Bu filmdeyse, dostlukları çocukluk yıllarına dayanan 4 arkadaş, Jone, Maria, Lukas ve Xabi zamanla birbirlerinden uzaklaşsa da kopmamışlardır. Ekibin çapkın ismi Xabi, iş için Bilboa’dan Barcelona’ya taşınmıştır ve birkaç yıldır arkadaşlarıyla görüşmemiştir. Bu arada Maria’nın kalbinde ciddi bir rahatsızlık ortaya çıkmıştır. Kalp kasında oluşan bir hasar sonucu kalp yetmezliği vardır ve modern tıbbın tüm çözümlerine rağmen en fazla birkaç haftalık ömrü kalmıştır. Haberi alan Xabi apar topar hastaneye gelir ve yıllardır Maria’nın kendisinden sakladığı sırrı Jone’den öğrenir. Maria Xabi’ye tanıştıkları günden beri hep aşıktır ama arkadaşlıkları bozulmasın diye itiraftan her zaman kaçmıştır ve şimdi ölmek üzeredir. Xabi hasta yatağında onu son günlerinde mutlu etmek için kendisinin de ona eskiden beri aşık olduğu yalanını söyler. Ama doğuracağı sonuçları hiç hesaplamadan söylediği bu masum yalan Maria’nın iyileşmesini sağlar! Şimdi Maria’nın hayatı bir anlamda Xabi’nin elindedir…

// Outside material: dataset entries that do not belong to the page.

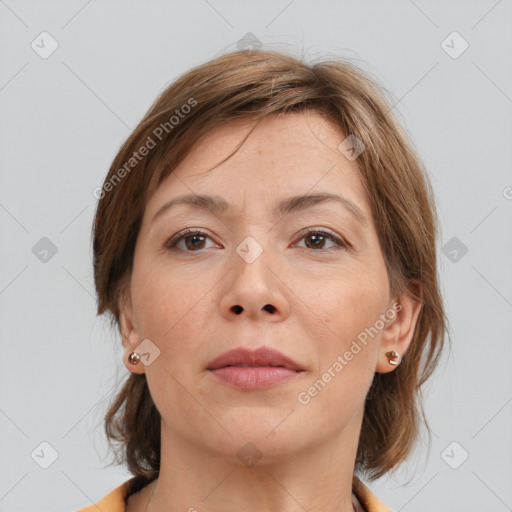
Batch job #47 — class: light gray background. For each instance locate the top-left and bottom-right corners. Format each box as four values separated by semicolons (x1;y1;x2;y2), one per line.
0;0;512;512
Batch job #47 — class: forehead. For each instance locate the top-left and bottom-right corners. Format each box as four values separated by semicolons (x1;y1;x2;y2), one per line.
147;111;369;216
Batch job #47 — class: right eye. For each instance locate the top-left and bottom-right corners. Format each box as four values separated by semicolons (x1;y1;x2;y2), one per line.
165;228;219;252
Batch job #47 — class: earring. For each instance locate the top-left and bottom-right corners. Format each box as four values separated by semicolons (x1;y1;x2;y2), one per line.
128;352;140;364
386;351;402;366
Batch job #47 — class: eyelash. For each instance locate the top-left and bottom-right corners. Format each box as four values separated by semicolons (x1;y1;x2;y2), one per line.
165;228;351;253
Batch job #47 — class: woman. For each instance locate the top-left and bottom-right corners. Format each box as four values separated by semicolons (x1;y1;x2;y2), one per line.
76;51;446;512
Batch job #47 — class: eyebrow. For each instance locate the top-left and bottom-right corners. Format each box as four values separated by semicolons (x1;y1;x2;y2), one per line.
151;192;368;226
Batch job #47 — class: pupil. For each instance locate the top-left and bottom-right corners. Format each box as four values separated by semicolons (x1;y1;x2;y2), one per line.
189;235;204;247
309;235;323;247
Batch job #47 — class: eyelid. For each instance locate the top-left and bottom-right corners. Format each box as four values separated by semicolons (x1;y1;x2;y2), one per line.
296;227;352;252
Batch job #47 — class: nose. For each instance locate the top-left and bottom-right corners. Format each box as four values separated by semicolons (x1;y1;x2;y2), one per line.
220;241;290;321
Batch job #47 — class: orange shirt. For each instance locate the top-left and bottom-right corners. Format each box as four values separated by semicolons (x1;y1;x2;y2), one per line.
77;476;393;512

Hikayenin gerisi yalanların yeni yalanlar doğurması, pinpon topu gibi Barcelona-Bilboa arasında, yani hasta sevgilisi ile hamile sevgilisi arasında gidip gelen Xabi’nin durumu idare etmeye çalışırken kendi duygularının da değişmesi üzerinden ilerliyor. Bu arada arkadaş grubu arasındaki yanlış anlaşılmalar, ekibe bir şekilde dahil olan doktor Santi’nin gariplikleri filmin ara sıcak komedi sosları oluyor.
Santi karakterini oynayan İspanyol aktör Aitor Mazo, Patxo Telleria ile birlikte filmin ortak yönetmenliğini de üstleniyor. Mazo televizyon dizileri de dahil olmak üzere kırktan fazla yapımda rol almış deneyimli bir oyuncu olmasına rağmen, bu imza attığı ikinci uzun metrajlı yönetmenlik işi. Bazı geçiş sahneleri hariç filmde dişe dokunur yönetmenlik tercihlerinin olmaması ve kameranın hikaye akışına salt şahitlik etmesi, 97 dakikalık bu filmi keyifli bir seyirlik yapmaktan maalesef uzaklaştırıyor. Üstelik oyuncuların tutuklukları ve dublaj hissi veren seslendirme tercihi seyir zevkini daha da baltalıyor.
Aslında filmde bize yabancı olan bir Katalan-İspanyol atışması da mevcut. Zira bazı diyaloglarda geçen Katalanca biliyorsa/bilmiyorsa muhabbeti, bir takım göndermelere işaret ediyor ama ülke/kent kültürüne uzak olan uluslararası seyirci için bu espri göndermeleri de havada kalıyor. Oysa film, İspanya’nın önemli festivallerinden olan San Sebastián Film Festivali’nde En İyi Bask Filmi Ödülü için yarışmış ama yukarıda saydığımız kimi zaaflarından dolayı bu damarı başka festivallerde çok iyi değerlendirememiş gibi görünüyor.
Nihayetinde karşımızda, bir Pazar akşamı zaman geçirmek için televizyonda rastlasanız tercih edebileceğiniz türden bir romantik “çift” filmi var. Sinema açısından hikaye güzel ama sanatsal olarak zayıf bir alternatif.